The Obama administration has raised the stakes in recent months by sending guided missile destroyers USS Lassen and USS Curtis Wilbur close to disputed areas occupied by Beijing.

The United States also has conducted sea and air patrols near artificial islands that China has built in the Spratly Islands chain farther south in the South China Sea, including by two B-52 strategic bombers in November, and President Obama underscored U.S. determination in a Tuesday press conference.

“Freedom of navigation must be upheld, and lawful commerce should not be impeded. I reiterated that the United States will continue to fly, sail and operate wherever international law allows, and we will support the right of all countries to do the same,” Mr. Obama said at the conclusion of his summit with Association of Southeast Asian Nations leaders in California.

Chinese officials have criticized U.S. actions as provocative.

An analysis by the Council on Foreign Relations outlined the stakes for the global economy if a maritime clash erupts in the region.

“A crisis that closed part of the South China Sea, even for a few days, could cause serious damage to the international economy because the sea is so vital to shipping and there are few real alternative routes for trade,” Joshua Kurlantzick, a senior fellow for Southeast Asia with the Washington-based think tank, wrote in the September report.

He noted that “more than half of the world’s trade in liquid natural gas and over 33 percent of trade in crude oil” passes through the South China Sea annually.

Although analysts said the latest developments are unlikely to trigger a major military escalation, there was uncertainty Wednesday over how some of the smaller nations on China’s periphery might respond.

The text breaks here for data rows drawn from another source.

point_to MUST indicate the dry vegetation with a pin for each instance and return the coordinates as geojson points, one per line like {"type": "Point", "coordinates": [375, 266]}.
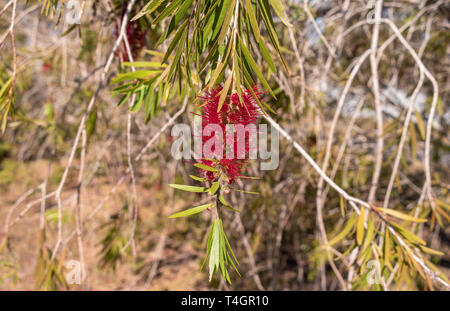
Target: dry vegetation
{"type": "Point", "coordinates": [83, 179]}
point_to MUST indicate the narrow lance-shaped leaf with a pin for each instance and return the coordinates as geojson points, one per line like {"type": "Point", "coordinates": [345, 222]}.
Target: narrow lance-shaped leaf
{"type": "Point", "coordinates": [400, 215]}
{"type": "Point", "coordinates": [255, 68]}
{"type": "Point", "coordinates": [191, 211]}
{"type": "Point", "coordinates": [360, 226]}
{"type": "Point", "coordinates": [189, 188]}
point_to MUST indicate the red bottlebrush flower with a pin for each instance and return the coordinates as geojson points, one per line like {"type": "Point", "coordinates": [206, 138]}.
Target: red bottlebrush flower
{"type": "Point", "coordinates": [136, 38]}
{"type": "Point", "coordinates": [233, 112]}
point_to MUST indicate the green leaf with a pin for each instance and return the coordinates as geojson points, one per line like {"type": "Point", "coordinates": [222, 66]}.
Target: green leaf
{"type": "Point", "coordinates": [420, 123]}
{"type": "Point", "coordinates": [360, 227]}
{"type": "Point", "coordinates": [225, 204]}
{"type": "Point", "coordinates": [255, 68]}
{"type": "Point", "coordinates": [192, 211]}
{"type": "Point", "coordinates": [265, 53]}
{"type": "Point", "coordinates": [215, 186]}
{"type": "Point", "coordinates": [431, 251]}
{"type": "Point", "coordinates": [400, 215]}
{"type": "Point", "coordinates": [188, 188]}
{"type": "Point", "coordinates": [387, 247]}
{"type": "Point", "coordinates": [226, 22]}
{"type": "Point", "coordinates": [224, 92]}
{"type": "Point", "coordinates": [252, 18]}
{"type": "Point", "coordinates": [91, 122]}
{"type": "Point", "coordinates": [411, 237]}
{"type": "Point", "coordinates": [197, 178]}
{"type": "Point", "coordinates": [214, 255]}
{"type": "Point", "coordinates": [279, 10]}
{"type": "Point", "coordinates": [175, 41]}
{"type": "Point", "coordinates": [145, 64]}
{"type": "Point", "coordinates": [138, 74]}
{"type": "Point", "coordinates": [206, 167]}
{"type": "Point", "coordinates": [169, 10]}
{"type": "Point", "coordinates": [149, 8]}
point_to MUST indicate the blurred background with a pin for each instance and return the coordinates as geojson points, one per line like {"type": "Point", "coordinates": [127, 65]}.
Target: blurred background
{"type": "Point", "coordinates": [120, 221]}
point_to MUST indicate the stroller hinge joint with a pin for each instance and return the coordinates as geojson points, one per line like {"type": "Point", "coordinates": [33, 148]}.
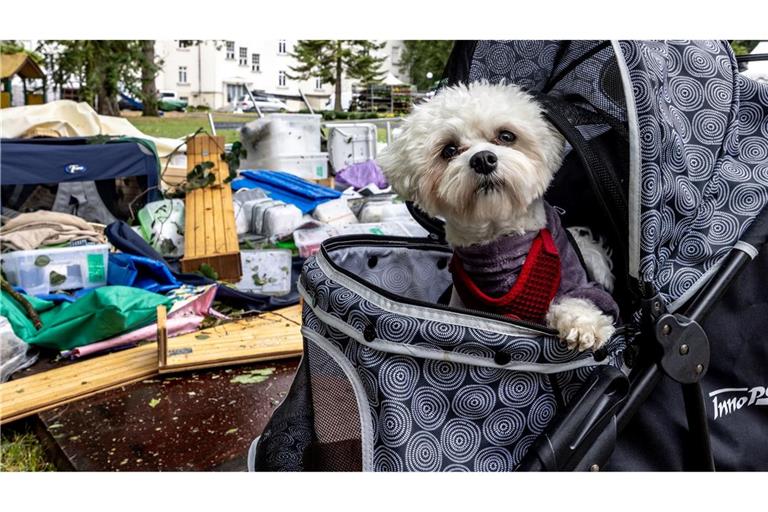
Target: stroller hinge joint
{"type": "Point", "coordinates": [684, 348]}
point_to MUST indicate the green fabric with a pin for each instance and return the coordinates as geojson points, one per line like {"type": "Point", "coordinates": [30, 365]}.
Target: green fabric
{"type": "Point", "coordinates": [101, 314]}
{"type": "Point", "coordinates": [17, 316]}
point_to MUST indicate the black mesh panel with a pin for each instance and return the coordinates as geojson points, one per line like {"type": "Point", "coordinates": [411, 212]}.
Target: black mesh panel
{"type": "Point", "coordinates": [337, 418]}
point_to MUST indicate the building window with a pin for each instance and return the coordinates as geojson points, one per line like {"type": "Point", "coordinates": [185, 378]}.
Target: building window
{"type": "Point", "coordinates": [234, 92]}
{"type": "Point", "coordinates": [395, 55]}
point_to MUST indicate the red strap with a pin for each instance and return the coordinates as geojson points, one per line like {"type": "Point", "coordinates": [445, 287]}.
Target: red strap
{"type": "Point", "coordinates": [533, 290]}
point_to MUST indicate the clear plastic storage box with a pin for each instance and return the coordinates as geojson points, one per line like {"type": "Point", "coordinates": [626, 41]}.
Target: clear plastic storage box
{"type": "Point", "coordinates": [267, 272]}
{"type": "Point", "coordinates": [44, 271]}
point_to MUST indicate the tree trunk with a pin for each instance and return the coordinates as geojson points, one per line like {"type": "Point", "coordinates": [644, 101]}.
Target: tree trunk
{"type": "Point", "coordinates": [337, 100]}
{"type": "Point", "coordinates": [148, 88]}
{"type": "Point", "coordinates": [107, 103]}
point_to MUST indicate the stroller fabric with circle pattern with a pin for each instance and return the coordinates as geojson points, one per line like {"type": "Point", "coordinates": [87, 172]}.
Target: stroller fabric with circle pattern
{"type": "Point", "coordinates": [392, 381]}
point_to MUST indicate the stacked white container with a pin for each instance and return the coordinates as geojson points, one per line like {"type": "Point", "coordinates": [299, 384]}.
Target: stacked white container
{"type": "Point", "coordinates": [292, 144]}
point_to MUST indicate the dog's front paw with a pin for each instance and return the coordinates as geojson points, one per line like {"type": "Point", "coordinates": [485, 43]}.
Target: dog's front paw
{"type": "Point", "coordinates": [580, 323]}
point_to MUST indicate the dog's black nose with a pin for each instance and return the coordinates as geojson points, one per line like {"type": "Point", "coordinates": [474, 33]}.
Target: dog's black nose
{"type": "Point", "coordinates": [483, 162]}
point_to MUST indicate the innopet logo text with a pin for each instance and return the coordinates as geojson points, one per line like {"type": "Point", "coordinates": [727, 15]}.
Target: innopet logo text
{"type": "Point", "coordinates": [729, 400]}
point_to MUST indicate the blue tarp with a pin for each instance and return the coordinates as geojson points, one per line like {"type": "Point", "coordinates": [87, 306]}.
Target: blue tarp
{"type": "Point", "coordinates": [140, 272]}
{"type": "Point", "coordinates": [287, 188]}
{"type": "Point", "coordinates": [40, 161]}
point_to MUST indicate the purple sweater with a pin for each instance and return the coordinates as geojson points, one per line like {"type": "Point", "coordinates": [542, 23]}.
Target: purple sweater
{"type": "Point", "coordinates": [494, 266]}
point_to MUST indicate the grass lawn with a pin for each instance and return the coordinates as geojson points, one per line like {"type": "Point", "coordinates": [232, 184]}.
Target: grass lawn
{"type": "Point", "coordinates": [177, 125]}
{"type": "Point", "coordinates": [21, 451]}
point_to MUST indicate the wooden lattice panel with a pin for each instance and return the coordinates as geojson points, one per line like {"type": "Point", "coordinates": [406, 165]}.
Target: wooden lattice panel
{"type": "Point", "coordinates": [210, 235]}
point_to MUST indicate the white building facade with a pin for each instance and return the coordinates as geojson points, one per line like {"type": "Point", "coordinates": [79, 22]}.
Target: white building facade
{"type": "Point", "coordinates": [216, 73]}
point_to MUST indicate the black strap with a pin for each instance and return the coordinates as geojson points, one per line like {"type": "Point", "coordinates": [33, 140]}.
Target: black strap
{"type": "Point", "coordinates": [459, 63]}
{"type": "Point", "coordinates": [436, 227]}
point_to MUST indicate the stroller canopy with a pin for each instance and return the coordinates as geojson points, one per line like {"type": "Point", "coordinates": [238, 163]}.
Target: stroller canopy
{"type": "Point", "coordinates": [697, 137]}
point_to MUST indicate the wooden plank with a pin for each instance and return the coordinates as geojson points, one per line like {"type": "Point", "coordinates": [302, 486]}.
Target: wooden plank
{"type": "Point", "coordinates": [43, 391]}
{"type": "Point", "coordinates": [210, 232]}
{"type": "Point", "coordinates": [272, 335]}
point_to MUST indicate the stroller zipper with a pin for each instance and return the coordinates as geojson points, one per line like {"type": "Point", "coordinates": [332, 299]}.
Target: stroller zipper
{"type": "Point", "coordinates": [346, 241]}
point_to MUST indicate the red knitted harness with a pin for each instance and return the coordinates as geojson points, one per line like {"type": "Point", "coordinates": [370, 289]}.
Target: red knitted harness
{"type": "Point", "coordinates": [530, 296]}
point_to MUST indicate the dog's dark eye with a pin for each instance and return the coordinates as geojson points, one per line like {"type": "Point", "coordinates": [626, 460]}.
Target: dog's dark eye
{"type": "Point", "coordinates": [506, 137]}
{"type": "Point", "coordinates": [450, 151]}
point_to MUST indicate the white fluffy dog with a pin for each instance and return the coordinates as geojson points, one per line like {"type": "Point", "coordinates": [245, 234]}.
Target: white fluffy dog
{"type": "Point", "coordinates": [481, 157]}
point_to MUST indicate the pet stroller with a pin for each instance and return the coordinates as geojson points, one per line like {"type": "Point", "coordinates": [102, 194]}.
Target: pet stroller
{"type": "Point", "coordinates": [668, 150]}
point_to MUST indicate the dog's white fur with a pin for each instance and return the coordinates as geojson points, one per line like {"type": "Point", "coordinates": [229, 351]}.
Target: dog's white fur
{"type": "Point", "coordinates": [471, 117]}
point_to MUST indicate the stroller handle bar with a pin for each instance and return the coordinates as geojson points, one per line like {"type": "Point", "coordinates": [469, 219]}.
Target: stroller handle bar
{"type": "Point", "coordinates": [757, 234]}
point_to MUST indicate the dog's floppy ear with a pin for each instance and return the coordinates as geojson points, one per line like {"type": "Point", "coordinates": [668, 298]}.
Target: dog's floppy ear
{"type": "Point", "coordinates": [396, 161]}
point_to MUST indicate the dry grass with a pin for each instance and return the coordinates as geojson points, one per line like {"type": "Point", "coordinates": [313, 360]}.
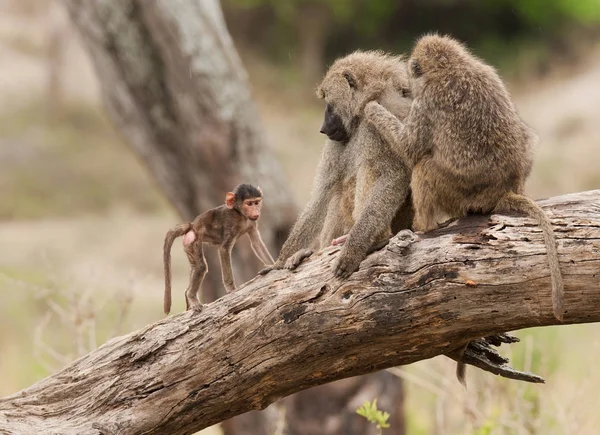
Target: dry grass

There was no immediate reaction from the government in Vietnam, where leaders have been among the most vocally opposed to Beijing’s activities in the South China Sea during recent years. Vietnamese leaders are usually wary of provoking a giant neighbor with which it shares over $60 billion of annual trade and maintains close ideological ties.

Still, tensions have grown increasingly heated over the sovereignty dispute.

More than 100 people gathered Wednesday in Hanoi to commemorate the 37th anniversary of Vietnam’s border war with China. Demonstrators at the rally were reportedly heard chanting the Vietnamese names of the South China Sea’s Paracel and Spratly island chains.

Vietnamese Prime Minister Nguyen Tan Dung made headlines at the start of this week’s summit with Mr. Obama by calling for a greater U.S. role in preventing Chinese militarization of the sea.

Mr. Obama did not explicitly mention China in his remarks on the South China Sea, but he offered an implicit reprimand by suggesting that Beijing’s construction of artificial islands and naval bases in the South China Sea is destabilizing the region.

China is not a member of ASEAN, and officials in Beijing often accuse Washington of using the bloc — which includes Vietnam, the Philippines and several other smaller nations — to expand the U.S. naval footprint in East Asia.

A joint statement issued by the U.S. and the ASEAN nations on Tuesday called for territorial disputes in the region to be resolved based on international law and “without resorting to the threat or use of force.”

Some analysts believe China’s increasing military presence in the South China Sea could be the prelude to a Beijing-controlled air defense zone there.

The missile deployment “reinforces the view that China intends to exert growing control in these international waters, including potentially by declaring an Air Defense Identification Zone,” Rory Medcalf, head of the National Security College at the Australian National University, told the Reuters news agency.

Fox News reported Tuesday evening that images from civilian satellite firm ImageSat International show two batteries of eight surface-to-air missile launchers on Woody Island, as well as a radar system.

The missiles arrived in the past week, and a U.S. official said they appeared to show the HQ-9 air defense system, which has a range of 125 miles and would pose a threat to any airplanes flying close by, the report said.

This article is based in part on wire service reports.